Ventilators help people breathe when they can’t do it on their own. Sometimes referred to as “breathing machines,” ventilators help pump oxygen into your body and carbon dioxide out via a tube that goes into your mouth and windpipe in a process called intubation. The ventilator may automatically take a set number of “breaths” each minute or be programmed to kick in if you don’t take a breath in a predetermined amount of time.2
Either way, the machines are crucial for helping some patients survive until their lungs begin working on their own. In the case of COVID-19, it may lead to inflammation in your airways or fluid in your lungs, requiring mechanical ventilation to pump oxygen into your body. By some estimates, has many as 25% of people with COVID-19 become critically ill, and may need a ventilator to help them breathe.3
If ventilator shortages continue, and the number of people who need them at one time increase, doctors may be faced with making unthinkable choices about who gets to live or die based on who gets the ventilator and who does not. Creative solutions have emerged that may help, however, including the use of a converted snorkeling mask and converting ventilators to service more than one patient at a time.
Emergency Ventilator Mask Made From Snorkeling Mask
Isinnova, an Italian 3D printing company, was contacted by Dr.
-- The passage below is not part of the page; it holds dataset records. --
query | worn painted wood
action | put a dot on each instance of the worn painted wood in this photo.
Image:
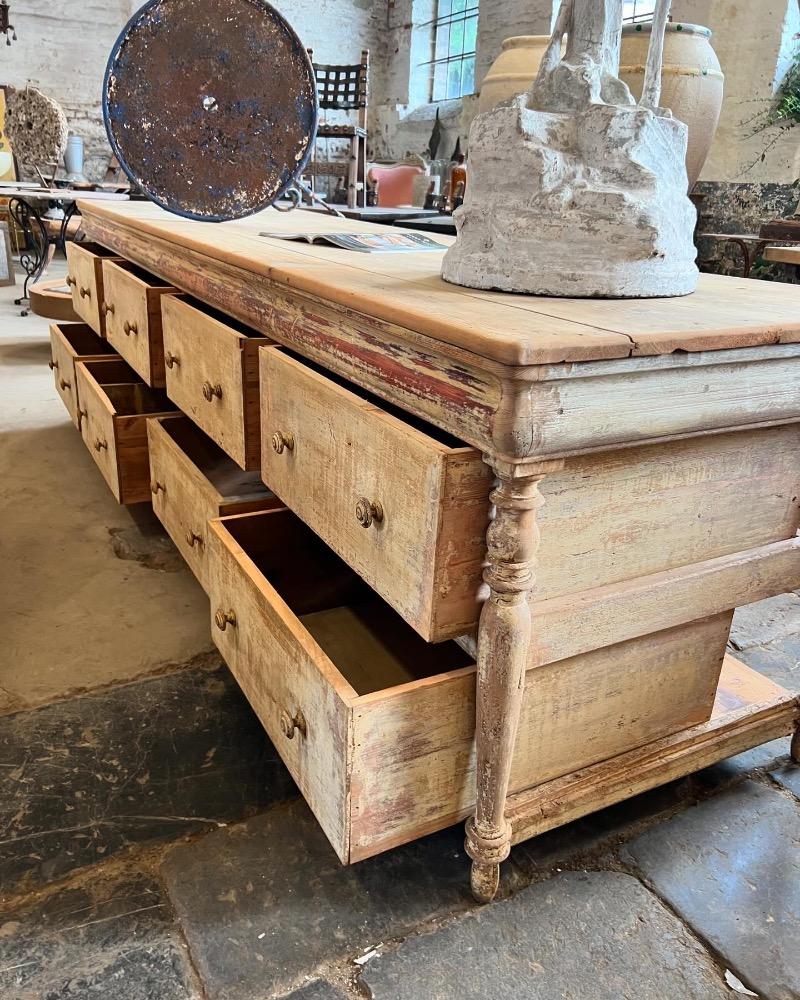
(133, 318)
(425, 552)
(212, 375)
(85, 280)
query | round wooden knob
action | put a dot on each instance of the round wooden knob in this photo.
(368, 512)
(222, 619)
(293, 724)
(192, 539)
(281, 441)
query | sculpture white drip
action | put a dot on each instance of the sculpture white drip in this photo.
(574, 189)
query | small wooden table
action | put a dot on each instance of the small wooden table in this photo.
(642, 462)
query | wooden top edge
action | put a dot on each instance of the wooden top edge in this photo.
(517, 330)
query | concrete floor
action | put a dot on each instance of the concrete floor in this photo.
(81, 607)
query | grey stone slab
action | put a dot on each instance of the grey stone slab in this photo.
(594, 936)
(105, 937)
(320, 989)
(267, 902)
(731, 868)
(81, 779)
(779, 660)
(774, 618)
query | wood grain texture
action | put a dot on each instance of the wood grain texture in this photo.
(750, 710)
(426, 553)
(85, 278)
(514, 330)
(133, 318)
(71, 342)
(202, 350)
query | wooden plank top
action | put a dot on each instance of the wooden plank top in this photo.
(407, 290)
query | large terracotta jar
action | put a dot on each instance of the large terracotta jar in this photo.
(513, 70)
(691, 82)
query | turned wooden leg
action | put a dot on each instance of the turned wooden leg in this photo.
(504, 640)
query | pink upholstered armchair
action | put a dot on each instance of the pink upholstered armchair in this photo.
(395, 184)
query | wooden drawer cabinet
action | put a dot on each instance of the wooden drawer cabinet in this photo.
(114, 406)
(404, 504)
(133, 317)
(71, 342)
(212, 375)
(85, 279)
(192, 481)
(377, 726)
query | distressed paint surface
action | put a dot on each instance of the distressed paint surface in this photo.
(240, 118)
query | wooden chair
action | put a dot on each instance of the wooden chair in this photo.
(344, 88)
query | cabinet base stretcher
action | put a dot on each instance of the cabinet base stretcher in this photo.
(749, 710)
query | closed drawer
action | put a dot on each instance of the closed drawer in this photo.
(85, 279)
(377, 726)
(212, 374)
(133, 317)
(114, 406)
(192, 481)
(71, 342)
(404, 504)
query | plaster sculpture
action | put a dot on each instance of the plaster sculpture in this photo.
(575, 189)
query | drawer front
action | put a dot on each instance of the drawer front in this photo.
(280, 668)
(98, 429)
(212, 375)
(406, 511)
(86, 282)
(133, 320)
(183, 500)
(64, 355)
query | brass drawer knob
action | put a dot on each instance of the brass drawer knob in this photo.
(222, 619)
(281, 441)
(369, 512)
(291, 725)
Renato Favero, a former head physician of the Gardone Valtrompia Hospital, with an idea to overcome the shortage of hospital Continuous positive airway pressure, or CPAP, masks for sub-intensive therapy.4Isinnova has previously used 3D printing to make ventilator valves for local hospitals, leading Favero to seek them out for a plan to create an emergency ventilator mask by modifying a snorkeling mask already on the market.
While full ventilators breathe both in and out for a patient, CPAP machines, which are often used to treat severe sleep apnea, regulate the pressure and level of oxygen that reaches the lungs, using mild air pressure to keep breathing airways open.
According to the National Heart, Lung, and Blood Institute, the treatment “involves using a CPAP machine that includes a mask or other device that fits over your nose or your nose and mouth, straps to position the mask, a tube that connects the mask to the machine’s motor, and a motor that blows air into the tube.”5
Isinnova contacted Decathlon, the producer of the snorkeling Easybreath mask, and was able to create the emergency mask in just three days. “We had to do it very quickly because it was a matter of saving lives,” Isinnova engineer Alessandro Romaioli told Fox News. “We didn’t do it as a usual project, where we would have had time to check it three, four times. We just had to do it as quick as we could."6
Isinnova initially printed about 50 special valves that they call the “Charlotte valve” designed to guarantee the mask’s connection to the ventilator, and tested it out at the Chiari Hospital. Isinnova explained:7
“The prototype as a whole has been tested on one of our colleagues directly inside the Chiari Hospital, connected to the ventilator body, and has proven to be correctly working. The hospital itself was enthusiastic about the idea and decided to test the device on a patient in need. The testing was successful.”